Autre élevage intensif hors-sol caractéristique de la Bretagne, celui des porcs qui occupe une place de choix et place la région en tête de la zone avec près de 7,5 millions de têtes en 2019, soit près de 73 % de l'élevage porcin transmanche.

En Normandie, sur les 13,3 millions de têtes de bétail, 10,4 millions sont des volailles, 2,1 millions des bovins, et 96 700 des équidés.
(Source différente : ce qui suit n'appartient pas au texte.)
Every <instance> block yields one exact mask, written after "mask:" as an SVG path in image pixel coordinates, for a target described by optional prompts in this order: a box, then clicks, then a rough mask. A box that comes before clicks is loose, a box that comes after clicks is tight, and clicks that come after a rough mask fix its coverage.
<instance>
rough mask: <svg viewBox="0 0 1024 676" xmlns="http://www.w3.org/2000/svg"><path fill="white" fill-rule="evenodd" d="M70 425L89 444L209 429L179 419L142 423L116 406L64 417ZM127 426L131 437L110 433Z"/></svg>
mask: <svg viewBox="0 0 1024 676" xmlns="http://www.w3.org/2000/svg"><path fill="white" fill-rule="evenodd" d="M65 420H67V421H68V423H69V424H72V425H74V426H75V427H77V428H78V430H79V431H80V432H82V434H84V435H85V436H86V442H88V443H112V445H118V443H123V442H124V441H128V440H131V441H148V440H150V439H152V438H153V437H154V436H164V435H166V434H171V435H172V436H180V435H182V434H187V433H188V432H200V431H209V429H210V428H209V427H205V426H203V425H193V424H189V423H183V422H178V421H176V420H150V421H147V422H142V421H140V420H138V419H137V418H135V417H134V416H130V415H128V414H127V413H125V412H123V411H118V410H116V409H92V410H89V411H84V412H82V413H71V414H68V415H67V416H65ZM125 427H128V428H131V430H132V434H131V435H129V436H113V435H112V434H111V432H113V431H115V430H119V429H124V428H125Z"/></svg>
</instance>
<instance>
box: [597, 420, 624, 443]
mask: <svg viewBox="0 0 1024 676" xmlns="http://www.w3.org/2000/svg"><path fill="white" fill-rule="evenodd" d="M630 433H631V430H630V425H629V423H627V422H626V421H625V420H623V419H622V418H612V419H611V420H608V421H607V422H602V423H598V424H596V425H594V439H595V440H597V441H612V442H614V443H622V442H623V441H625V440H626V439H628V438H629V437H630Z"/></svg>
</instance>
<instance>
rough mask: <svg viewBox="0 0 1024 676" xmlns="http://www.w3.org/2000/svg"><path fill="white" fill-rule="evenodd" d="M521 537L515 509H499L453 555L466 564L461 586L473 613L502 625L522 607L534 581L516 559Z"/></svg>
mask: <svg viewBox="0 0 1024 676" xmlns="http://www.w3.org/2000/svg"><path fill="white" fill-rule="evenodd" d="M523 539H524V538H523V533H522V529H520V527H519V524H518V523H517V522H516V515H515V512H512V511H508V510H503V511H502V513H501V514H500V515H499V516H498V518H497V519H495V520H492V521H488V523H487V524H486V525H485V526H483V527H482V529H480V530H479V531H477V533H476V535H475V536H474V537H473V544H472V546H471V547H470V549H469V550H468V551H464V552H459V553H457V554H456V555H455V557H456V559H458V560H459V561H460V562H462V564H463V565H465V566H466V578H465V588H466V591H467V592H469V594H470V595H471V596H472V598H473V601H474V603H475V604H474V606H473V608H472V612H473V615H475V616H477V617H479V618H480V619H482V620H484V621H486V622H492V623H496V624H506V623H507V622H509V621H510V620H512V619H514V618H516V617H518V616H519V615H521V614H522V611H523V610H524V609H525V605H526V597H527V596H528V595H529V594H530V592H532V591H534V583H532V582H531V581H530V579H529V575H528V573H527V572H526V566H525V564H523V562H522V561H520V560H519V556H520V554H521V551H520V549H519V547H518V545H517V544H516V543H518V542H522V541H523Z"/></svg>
Ce dernier type d'élevage représente trois fois plus de têtes que dans la totalité des autres régions transmanche, faisant ainsi de la Normandie, la première région d'élevage d'équidés de la zone.

Dans les autres régions, les différents types d'élevage sont plutôt équilibrés et si l'élevage ovin domine dans les deux régions du sud anglais, l'élevage bovin reste la norme.
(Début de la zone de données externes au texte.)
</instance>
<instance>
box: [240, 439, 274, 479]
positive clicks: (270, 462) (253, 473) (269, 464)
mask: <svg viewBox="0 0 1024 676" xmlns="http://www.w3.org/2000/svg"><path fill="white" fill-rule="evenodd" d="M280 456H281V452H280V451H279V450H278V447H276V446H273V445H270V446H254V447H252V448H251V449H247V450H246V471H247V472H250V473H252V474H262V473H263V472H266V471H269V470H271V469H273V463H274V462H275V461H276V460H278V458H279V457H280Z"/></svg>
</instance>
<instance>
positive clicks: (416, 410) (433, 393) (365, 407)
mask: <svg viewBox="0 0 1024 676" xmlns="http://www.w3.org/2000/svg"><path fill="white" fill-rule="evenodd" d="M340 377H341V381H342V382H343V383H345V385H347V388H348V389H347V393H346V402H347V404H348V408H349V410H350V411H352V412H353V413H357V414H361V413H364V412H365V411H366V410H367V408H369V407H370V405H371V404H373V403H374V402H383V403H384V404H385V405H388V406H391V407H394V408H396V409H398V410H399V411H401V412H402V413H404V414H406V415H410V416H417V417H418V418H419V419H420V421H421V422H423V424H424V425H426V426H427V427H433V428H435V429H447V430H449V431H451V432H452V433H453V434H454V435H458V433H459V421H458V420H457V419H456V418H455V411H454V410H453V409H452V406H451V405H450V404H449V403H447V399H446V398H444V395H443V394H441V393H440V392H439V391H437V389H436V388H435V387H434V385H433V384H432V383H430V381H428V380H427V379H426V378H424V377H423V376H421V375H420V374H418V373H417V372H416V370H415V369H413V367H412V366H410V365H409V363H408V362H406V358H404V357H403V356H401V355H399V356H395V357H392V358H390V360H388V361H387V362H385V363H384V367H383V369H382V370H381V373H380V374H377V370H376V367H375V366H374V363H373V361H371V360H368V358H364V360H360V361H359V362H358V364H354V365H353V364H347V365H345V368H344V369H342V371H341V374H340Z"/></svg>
En analysant l'évolution de l'élevage côté français, on observe une tendance à la baisse des cheptels qui peut s'expliquer par l'importante disparition des exploitations agricoles, faute de repreneurs, notamment côté français.

Côté anglais, dans le South East, région qui supporte la zone d'influence de la mégapole londonienne, les phénomènes de périurbanisation et de rurbanisation grignotent peu à peu, les maigres espaces dédiés à l'activité agricole qui subsiste encore. La pression sur les terres est forte et en l'espace de 20 ans, les cheptels se sont réduit de près de 20 %. Avec 12, 7 millions de têtes en 2019, dont plus de 10,8 millions de volailles majoritairement hors-sol, le South East est la région qui pratique le moins l'élevage de la zone transmanche.

À l'inverse, sa voisine de l'ouest se classe en troisième position des régions transmanche avec un cheptel de près de 25,7 millions de têtes, même si une nouvelle fois, le poids de l’élevage de volailles fausse les chiffres, puisque cet élevage regroupe quelques 20,2 millions de têtes. Mais dans ces deux régions, l'élevage d'ovins, peu développé côté français de la zone, est important avec quelques 4,4 millions de tête réparties entre les deux régions du Sud anglais. Cet élevage représente ainsi 58,9 % des têtes de bétail dans le South West et 65,7 % dans le South East, hors élevage avicole.

Sur les 210,5 millions de têtes de bétail présents dans la zone transmanche, plus des trois quarts concernent l'élevage avicole. Les quelques 23,8 millions restants se répartissent entre les productions classiques de bovins, porcins, ovins, caprins et équidés.

Indissociable de la polyculture, l'élevage reste une activité agricole majeure dans la zone dont les particularismes tiennent à l'histoire des terroirs, aux marchés et aux possibilités de transformation locaux, mais aussi aux conditions climatiques qui favorisent ce type de pratiques. 

L'agriculture et les activités qui y sont associées marquent de leurs empreintes les paysages de l'espace Manche, qu'ils soient sillonés de haies ou ouverts en vastes plaines. La variété des productions, nombreuses notamment côté français, leur excellence reconnue dont témoignent les appelations classées sont un atout indéniable de l'espace Manche. L'industrie agro-alimentaire ne s'y est pas trompée, elle est l'un des grand employeur des régions françaises de ce côté de la Manche. Elle se fait le relais des productions issues de l'élevage ou de la culture des primeurs, de ces cultures industrielles très caratéristiques de la zone, comme la betterave sucrière ou celles plus originales, comme les fleurs côté anglais, où bien encore le lin en Normandie. Les conditions climatiques permettent cette richesse de terroirs. L'elevage n'en est pas absent et s'il reste traditionnelement orienté vers la production de lait et de viande, il prend des formes intensives avec le hors-sol et notamment dans le secteur avicole. Cela n'est pas sans conséquence sur l'environnement, les algues vertes en sont une dangereuse expression.

A l'échelle de l'espace Manche, l'agriculture est un secteur d'activité qui n'est plus dominannt comme ce fut le cas dans la plupart des sociétés d'avant Seconde Guerre mondiale, et l'écart entre les forces vives de ce monde agricole en France et au Royaume-Uni est criant, mais l'agriculture reste un marqueur fort des sociétés littorales transmanche, de son patrimoine et de sa culture, au même titre que la pêche.